Also, the known flywheel storage principle [4, pp. 178ff] in combination with an electrical machine has also been developed further. It is used in vehicles as well as in stationary energy devices. It can release within a few seconds the entire energy contents.
New concepts have been developed which use metals such as silicon [5] or aluminum [6] as universal energy carriers. For example, after the manufacture of pure silicon, the energy stored through the manufacturing process can be recovered in various processing steps with the aid of nitrogen and water via intermediates ammonia and hydrogen [5, pages 7ff].
In addition to solar chimney power plants that provide approximately constant power output, the only regenerative form of energy that is available continuously on demand in accordance with the corresponding demand of the consumer is geothermal energy.
Solar chimney power plants require extensive installation areas and will be built presumably only in desert areas far away from densely populated areas. In [12], a combination of a solar chimney power plant in connection with a solar thermal power plant is described. In this connection, the solar chimney power plant is employed for removing lost heat of the solar thermal system that can now be operated with a single water filling of the cooling system continuously. The extracted energy can be transmitted by using high-voltage power lines over land at economically acceptable conditions into the densely populated areas.

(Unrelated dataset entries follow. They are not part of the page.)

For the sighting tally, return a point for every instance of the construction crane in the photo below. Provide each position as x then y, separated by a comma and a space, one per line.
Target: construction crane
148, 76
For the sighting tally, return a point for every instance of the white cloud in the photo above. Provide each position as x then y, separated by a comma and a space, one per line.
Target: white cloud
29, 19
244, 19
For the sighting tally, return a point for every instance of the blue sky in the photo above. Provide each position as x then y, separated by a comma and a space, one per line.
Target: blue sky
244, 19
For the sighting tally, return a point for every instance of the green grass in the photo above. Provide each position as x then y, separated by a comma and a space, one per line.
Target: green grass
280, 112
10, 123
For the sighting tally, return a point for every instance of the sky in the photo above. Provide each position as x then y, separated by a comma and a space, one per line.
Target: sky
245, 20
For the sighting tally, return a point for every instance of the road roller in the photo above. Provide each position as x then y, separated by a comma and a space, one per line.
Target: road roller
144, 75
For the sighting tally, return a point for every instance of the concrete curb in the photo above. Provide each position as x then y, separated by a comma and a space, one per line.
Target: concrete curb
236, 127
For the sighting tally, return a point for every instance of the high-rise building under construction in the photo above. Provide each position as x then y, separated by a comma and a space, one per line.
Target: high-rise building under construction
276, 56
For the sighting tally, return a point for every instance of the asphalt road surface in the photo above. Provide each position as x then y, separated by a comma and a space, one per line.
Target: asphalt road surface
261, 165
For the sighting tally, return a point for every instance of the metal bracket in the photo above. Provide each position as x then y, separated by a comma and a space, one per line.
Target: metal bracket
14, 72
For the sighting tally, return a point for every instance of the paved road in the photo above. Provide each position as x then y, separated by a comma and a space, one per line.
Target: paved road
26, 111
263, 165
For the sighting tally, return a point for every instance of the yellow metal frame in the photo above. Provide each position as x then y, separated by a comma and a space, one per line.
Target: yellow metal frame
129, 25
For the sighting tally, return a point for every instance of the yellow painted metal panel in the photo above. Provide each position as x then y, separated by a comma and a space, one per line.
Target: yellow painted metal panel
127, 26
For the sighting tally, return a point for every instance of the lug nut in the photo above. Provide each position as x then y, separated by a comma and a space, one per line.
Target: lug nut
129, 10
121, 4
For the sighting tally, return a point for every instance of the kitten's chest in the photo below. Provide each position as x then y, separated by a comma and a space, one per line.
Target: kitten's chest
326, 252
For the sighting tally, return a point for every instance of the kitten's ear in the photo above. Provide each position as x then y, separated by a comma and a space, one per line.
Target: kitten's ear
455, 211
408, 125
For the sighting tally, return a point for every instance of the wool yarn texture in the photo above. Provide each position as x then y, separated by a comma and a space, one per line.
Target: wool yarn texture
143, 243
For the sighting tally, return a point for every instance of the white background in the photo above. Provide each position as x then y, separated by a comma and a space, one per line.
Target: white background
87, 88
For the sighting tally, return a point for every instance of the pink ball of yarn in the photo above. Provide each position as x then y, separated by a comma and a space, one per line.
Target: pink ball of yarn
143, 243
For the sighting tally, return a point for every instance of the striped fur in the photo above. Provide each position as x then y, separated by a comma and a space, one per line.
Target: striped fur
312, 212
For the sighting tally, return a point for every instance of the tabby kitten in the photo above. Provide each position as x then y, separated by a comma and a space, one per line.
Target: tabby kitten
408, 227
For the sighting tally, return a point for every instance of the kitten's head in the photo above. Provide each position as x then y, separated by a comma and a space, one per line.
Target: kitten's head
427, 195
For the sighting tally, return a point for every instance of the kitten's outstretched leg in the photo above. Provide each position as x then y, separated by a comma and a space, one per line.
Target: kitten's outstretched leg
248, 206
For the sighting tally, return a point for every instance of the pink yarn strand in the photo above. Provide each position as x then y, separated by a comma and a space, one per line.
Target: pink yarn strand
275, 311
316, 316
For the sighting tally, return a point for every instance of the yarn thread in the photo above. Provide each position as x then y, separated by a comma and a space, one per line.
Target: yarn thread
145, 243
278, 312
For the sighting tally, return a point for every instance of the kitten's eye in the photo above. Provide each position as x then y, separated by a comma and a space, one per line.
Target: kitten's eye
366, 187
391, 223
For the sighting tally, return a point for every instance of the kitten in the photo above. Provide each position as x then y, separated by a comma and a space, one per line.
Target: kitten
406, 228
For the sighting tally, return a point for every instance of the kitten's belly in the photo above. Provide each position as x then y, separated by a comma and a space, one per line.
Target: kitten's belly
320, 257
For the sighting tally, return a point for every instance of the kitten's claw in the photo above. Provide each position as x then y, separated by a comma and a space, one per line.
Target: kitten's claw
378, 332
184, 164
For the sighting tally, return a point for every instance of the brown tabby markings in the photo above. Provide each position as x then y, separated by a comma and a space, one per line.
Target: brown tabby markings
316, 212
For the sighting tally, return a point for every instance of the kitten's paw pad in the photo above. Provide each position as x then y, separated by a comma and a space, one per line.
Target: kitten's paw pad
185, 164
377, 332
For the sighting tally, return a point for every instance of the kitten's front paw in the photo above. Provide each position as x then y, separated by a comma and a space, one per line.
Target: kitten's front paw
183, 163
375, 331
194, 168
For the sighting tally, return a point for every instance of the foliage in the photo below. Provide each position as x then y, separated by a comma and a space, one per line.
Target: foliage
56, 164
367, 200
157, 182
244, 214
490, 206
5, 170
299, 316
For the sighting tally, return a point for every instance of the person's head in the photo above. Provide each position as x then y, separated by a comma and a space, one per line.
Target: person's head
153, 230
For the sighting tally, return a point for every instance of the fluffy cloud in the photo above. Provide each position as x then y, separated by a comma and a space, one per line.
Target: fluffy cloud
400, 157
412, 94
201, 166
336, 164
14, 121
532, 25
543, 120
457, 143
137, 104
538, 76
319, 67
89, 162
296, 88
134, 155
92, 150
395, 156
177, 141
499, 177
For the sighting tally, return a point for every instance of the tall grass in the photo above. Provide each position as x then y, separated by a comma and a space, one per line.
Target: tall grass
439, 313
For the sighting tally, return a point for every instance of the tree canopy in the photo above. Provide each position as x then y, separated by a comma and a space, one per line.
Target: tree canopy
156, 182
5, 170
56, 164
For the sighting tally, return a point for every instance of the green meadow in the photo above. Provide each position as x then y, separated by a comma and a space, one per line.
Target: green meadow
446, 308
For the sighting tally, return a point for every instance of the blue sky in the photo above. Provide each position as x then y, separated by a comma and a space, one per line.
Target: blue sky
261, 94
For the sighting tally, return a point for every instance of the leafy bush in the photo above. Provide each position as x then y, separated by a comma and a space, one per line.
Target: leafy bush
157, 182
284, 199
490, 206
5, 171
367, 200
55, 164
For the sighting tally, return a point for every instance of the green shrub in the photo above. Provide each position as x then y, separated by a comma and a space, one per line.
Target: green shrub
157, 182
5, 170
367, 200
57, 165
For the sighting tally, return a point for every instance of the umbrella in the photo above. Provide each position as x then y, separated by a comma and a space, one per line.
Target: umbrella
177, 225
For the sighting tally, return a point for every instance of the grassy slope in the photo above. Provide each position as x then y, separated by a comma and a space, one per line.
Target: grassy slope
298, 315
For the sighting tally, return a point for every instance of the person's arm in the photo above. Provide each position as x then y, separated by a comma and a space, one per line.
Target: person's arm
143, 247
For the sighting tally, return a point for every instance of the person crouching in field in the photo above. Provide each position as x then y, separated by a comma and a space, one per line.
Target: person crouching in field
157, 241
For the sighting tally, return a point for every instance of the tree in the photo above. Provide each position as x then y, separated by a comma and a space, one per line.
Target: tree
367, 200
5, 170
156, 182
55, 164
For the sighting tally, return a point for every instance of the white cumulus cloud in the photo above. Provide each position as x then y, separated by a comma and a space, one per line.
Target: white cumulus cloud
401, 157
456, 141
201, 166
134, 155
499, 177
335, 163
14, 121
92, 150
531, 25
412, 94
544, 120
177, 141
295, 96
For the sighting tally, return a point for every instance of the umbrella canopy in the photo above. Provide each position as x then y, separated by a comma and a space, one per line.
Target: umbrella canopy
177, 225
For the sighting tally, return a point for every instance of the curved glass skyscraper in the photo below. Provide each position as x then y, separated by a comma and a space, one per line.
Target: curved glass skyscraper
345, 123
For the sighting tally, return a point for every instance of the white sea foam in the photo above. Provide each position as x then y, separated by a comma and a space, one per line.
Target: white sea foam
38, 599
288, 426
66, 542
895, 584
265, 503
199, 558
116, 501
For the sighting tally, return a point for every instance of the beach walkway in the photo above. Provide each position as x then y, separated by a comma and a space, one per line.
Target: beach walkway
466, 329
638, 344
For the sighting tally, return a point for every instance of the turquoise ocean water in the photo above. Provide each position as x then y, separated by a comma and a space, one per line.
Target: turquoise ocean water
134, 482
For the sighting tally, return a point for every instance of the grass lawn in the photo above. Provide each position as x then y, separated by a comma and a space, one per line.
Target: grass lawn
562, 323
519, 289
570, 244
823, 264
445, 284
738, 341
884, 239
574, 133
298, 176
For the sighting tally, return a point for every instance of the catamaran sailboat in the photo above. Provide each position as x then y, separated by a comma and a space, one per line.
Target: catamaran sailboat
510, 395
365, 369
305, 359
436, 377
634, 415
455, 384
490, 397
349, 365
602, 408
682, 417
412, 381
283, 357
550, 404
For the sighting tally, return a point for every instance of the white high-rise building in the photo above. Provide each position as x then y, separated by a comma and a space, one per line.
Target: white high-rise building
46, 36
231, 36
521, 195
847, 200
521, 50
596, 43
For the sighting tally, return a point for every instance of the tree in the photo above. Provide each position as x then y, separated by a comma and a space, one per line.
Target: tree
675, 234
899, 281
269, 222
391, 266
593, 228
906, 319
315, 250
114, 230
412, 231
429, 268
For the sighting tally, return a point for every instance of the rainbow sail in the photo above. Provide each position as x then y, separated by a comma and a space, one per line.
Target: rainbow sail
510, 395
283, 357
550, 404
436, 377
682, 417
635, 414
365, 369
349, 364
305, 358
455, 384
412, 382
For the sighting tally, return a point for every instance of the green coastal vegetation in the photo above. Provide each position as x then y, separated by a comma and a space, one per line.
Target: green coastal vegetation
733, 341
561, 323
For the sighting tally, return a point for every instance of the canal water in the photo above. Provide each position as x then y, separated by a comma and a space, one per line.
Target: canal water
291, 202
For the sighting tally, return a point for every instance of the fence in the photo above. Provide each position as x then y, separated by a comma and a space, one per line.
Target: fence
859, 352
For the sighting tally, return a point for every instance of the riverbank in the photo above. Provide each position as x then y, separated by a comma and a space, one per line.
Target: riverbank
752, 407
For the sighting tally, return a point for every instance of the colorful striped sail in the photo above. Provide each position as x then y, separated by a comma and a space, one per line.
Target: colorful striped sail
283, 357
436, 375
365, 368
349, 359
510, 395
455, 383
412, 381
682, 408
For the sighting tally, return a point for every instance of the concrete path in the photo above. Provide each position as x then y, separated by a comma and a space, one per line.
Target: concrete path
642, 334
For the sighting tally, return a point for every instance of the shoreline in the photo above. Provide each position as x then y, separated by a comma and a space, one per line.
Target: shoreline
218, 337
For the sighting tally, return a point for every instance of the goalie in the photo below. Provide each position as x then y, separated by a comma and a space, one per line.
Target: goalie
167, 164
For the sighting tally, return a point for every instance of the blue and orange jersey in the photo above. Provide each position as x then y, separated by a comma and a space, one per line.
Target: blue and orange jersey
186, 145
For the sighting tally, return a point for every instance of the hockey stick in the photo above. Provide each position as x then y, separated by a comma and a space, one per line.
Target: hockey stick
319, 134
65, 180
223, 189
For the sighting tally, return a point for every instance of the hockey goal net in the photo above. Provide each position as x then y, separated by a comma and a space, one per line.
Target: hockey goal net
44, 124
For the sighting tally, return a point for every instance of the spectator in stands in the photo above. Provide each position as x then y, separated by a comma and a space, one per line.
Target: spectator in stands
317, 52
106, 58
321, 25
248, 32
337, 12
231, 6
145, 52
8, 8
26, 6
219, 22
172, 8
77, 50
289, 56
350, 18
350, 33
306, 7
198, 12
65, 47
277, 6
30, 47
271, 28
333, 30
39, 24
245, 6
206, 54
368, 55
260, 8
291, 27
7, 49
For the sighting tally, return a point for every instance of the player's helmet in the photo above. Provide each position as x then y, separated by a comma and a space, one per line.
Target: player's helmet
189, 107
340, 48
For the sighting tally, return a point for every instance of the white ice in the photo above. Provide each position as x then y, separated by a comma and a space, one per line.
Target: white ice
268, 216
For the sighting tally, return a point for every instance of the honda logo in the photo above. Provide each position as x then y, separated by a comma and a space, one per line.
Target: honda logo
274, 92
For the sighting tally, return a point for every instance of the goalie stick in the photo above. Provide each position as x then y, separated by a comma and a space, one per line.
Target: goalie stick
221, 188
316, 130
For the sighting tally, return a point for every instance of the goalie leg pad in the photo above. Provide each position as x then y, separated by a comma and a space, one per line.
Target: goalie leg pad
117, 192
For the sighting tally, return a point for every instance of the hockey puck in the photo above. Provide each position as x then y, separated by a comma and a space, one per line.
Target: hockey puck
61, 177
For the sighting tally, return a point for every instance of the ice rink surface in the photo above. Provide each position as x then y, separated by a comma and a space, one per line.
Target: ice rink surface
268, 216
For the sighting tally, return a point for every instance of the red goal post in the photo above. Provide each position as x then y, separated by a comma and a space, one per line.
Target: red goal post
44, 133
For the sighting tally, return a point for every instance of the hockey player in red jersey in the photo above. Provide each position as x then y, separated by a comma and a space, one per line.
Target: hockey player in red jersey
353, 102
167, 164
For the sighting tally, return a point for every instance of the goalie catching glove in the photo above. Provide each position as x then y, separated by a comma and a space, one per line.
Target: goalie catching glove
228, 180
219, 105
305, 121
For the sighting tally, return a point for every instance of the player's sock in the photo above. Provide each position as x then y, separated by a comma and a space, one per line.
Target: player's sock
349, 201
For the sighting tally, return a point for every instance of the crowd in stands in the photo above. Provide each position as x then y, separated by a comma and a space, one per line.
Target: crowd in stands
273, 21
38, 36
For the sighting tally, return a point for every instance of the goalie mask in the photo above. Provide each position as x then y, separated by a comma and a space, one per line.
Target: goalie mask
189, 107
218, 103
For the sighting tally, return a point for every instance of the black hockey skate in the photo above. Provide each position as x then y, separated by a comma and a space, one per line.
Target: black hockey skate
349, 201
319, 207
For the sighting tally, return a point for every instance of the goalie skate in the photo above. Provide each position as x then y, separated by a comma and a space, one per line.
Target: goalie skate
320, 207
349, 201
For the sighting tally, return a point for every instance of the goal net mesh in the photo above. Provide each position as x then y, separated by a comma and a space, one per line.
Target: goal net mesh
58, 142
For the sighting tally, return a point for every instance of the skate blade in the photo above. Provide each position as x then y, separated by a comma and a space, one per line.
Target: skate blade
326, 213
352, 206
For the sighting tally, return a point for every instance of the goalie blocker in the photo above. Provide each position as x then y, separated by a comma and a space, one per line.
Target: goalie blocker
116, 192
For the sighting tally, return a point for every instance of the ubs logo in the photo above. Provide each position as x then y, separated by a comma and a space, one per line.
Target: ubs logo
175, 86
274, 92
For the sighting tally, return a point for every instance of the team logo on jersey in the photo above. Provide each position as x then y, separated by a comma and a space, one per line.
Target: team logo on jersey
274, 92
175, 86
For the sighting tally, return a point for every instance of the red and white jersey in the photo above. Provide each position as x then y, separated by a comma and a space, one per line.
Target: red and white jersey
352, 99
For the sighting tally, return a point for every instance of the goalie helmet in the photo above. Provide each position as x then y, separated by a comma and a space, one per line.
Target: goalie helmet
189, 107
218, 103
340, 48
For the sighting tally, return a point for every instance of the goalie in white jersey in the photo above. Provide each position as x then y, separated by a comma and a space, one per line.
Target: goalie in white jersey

In contrast to this, the geothermal energy can be used basically at any desired location. In upper layers, up to approximately 20 m, the solar radiation has an effect on the soil temperature. In some regions of the earth, the first meters can be heated by solar radiation to temperatures of 50° C. or, conversely, can be cooled in winter to the freezing point and below. Accordingly, a temperature course results that depends only on the season. The solar thermal energy that is stored within the soil can be utilized, for example, by using horizontal geothermal collectors in connection with heat pumps for heating buildings. This energy is referred to generally as near-surface geothermal energy.
The combination of solar collectors on the roof with devices for utilizing near-surface geothermal energy by geothermal collectors or geothermal probes and heat pumps is known. It is even possible to store the heat energy collected in summer by means of solar collectors with the aid of heat exchangers within the soil at minimal depth and to use a portion of this energy again for heating starting in fall [7, pages 89ff]. Generating electricity is not provided for in these concepts.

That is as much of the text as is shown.